Second, maximize the following natural behaviors to make your chickens happier:
Dust-bathing. Chickens bathe in dirt to clean themselves, but it’s also a social activity they like doing with friends. Make sure your chickens always have access to dry dirt. It will definitively help with boredom. If your run is on a cement slab or similar, provide dirt in large litter boxes, cardboard boxes, or kiddy pool.
Sun-bathing. Chickens enjoy basking in sunlight and you will often see them laying on the ground with eyes closed and wings stretched. At the same time, they absorb vitamin D from the sun exposure. Sun-bathing is another group coordinated activity. Place the coop in a way that the run gets some sunshine.

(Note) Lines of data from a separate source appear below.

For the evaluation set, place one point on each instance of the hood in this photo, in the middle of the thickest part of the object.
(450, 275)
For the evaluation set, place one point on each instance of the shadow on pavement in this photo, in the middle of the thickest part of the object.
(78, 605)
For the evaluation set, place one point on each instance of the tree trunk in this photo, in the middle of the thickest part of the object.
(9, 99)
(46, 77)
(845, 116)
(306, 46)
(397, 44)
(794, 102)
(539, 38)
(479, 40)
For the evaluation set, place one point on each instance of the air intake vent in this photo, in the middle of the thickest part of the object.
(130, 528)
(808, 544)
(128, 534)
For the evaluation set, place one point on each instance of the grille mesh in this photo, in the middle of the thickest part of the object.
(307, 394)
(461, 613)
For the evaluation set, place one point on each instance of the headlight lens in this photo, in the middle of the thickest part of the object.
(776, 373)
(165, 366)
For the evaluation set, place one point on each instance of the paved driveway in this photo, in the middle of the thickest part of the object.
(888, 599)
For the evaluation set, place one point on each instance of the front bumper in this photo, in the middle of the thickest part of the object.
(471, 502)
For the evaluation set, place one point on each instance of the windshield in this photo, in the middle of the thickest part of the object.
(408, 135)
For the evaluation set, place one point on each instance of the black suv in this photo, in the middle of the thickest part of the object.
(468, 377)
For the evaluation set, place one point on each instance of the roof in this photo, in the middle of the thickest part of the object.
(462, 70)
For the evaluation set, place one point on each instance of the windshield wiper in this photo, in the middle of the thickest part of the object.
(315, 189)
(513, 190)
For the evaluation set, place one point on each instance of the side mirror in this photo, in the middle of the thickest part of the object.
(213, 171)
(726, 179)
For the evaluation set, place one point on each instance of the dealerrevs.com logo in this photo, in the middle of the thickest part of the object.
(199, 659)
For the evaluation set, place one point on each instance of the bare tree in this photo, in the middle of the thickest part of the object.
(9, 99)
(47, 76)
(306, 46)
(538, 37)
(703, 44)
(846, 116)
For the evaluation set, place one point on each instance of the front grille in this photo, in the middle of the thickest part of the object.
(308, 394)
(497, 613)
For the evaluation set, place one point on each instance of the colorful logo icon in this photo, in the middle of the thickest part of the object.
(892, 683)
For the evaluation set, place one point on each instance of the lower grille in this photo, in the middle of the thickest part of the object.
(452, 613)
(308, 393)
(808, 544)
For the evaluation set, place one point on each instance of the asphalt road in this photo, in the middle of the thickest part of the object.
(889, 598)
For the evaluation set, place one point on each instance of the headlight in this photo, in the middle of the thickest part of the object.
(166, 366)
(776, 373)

Perching. Chickens like to perch as we like to sit on a chair. In addition to the roosts in the hen house, provide roosts in the run. Place them in the shade, under a tree so the predators cannot spot them from the sky.
Foraging. Chickens are foragers by nature. In the wild, they spend most of their day searching for food. Instead of serving their food on a silver plate, let’s make it a bit more challenging for them to get it. Hang the lettuce in a wire basket, spread treats on a pile of mulch, use an interactive treat dispenser (it could be a simple plastic bottle with holes in it)... Click on the image below for more ideas.
And finally make the chicken yard interesting. Design it as you would design a playground for a 2-year-old. Think about using the vertical space to provide more room and enrichment.
Provide places to explore, climb and hide. A bale of straw is a fun addition to the run, or even better a bale of hay so the chickens can forage for seeds. Branches to perch on, a hollow log to hide under, a ladder to climb... are all fun things to add in the chicken area.
Plant grass, shrubs, and trees in the area to provide food, cover, and shade. Make sure the plants are not toxic to chickens. Refresh the edibles regularly either by having a grazing frame on top of the grass, or by planting them in pots that can easily be replaced.
Put lots of mulch on the ground to encourage more foraging activity. Leaves, wood chips, straw, pine needles... are all wonderful materials for chickens to scratch in.
Add some water features, especially in the summer when temperatures are above 80°F. Do make sure it’s shallow so there is no accidental drowning! A water fountain, drip irrigation (my girls just love drinking out of the irrigation tube of our fruit trees), a soaker hose, a mister... can keep your chickens entertained and cool for hours.
After noticing that a chicken we fostered enjoyed looking at her reflection in the rim of the washing machine, we added a mirror in our chicken yard. It’s very entertaining to watch them interacting with it.
If you are still looking for ideas on how to enrich your chicken yard, here is a video of the ultimate chicken playground :)
Did you know?
Last month, we featured Matilda as the oldest chicken, but it seems that Muffy beat her by quite a few years. According to Guinness World records, she was a Red Quilled Muffed American Red Game and lived till 22 years old.